Components Overview¶

This page provides a technical breakdown of each component in the BBC News ETL pipeline.

Components¶

Primary Producer & Scrapers: Generate work queue, scrape BBC News articles, deduplicate, and push tasks to RabbitMQ.
Message Queue (RabbitMQ): Manages Work Queue, Task Queue, and DLQ for decoupling and reliability.
Consumers (ETL Workers): Fetch tasks, parse and transform raw HTML into structured datasets, store in MongoDB & PostgreSQL, and handle DLQ messages.
Storage Layer:
- MongoDB: raw/unstructured HTML.
- PostgreSQL: cleaned, structured analytics-ready data.
Monitoring & Observability: Prometheus metrics, Grafana dashboards, Loki logs (via Promtail).
Deployment & Orchestration: Docker, Kubernetes + KEDA for autoscaling, Helm charts, CI/CD pipelines.

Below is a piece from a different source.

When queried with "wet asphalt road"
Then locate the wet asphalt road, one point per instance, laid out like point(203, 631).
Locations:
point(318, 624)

Purpose: Generate work queue, scrape live and archived news articles, deduplicate against MongoDB, and publish tasks to RabbitMQ.
Implementation:
- Python 3.11 + requests, BeautifulSoup4, Selenium, pika.
- Handles rate limiting, retries, and error logging via Promtail.
Key Features:
- Modular scrapers supporting multiple sections.
- Work Queue orchestration based on dates and statistical thresholds.
- Horizontally scalable via KEDA.

Purpose: Decouple producers and consumers while ensuring reliable task delivery.
Implementation:
- Maintains Work Queue, Task Queue, DLQ.
- Durable queues with prefetch, acknowledgements, retries.
Key Features:
- Supports multiple producers and consumers.
- Fault-tolerant messaging with DLQ for failed ETL tasks.
- Prometheus metrics for queue depth, throughput, and failures.

Purpose: Transform raw HTML into structured datasets and load them into MongoDB/PostgreSQL.
Implementation:
- Python ETL scripts + pandas, sqlalchemy, pymongo.
- Retry and DLQ integration for failed messages.
Key Features:
- Parallel and scalable processing via KEDA.
- Metrics exposed to Prometheus; logs sent via Promtail → Loki.
- Handles failed ETL tasks with DLQ for manual inspection.

MongoDB: Raw/unstructured HTML storage (data lake).
PostgreSQL: Cleaned, analytics-ready datasets.
Features:
- Versioned datasets for reproducibility.
- Optimized for query performance and downstream analytics.

Prometheus: Collects metrics (queue depth, processing rates, error counts).
Grafana: Dashboards visualize metrics and pipeline performance.
Loki + Promtail: Centralized logging from all components for errors, retries, and debugging.
Features:
- Alerts for failures, bottlenecks, or anomalies.
- Real-time monitoring for production-grade deployments.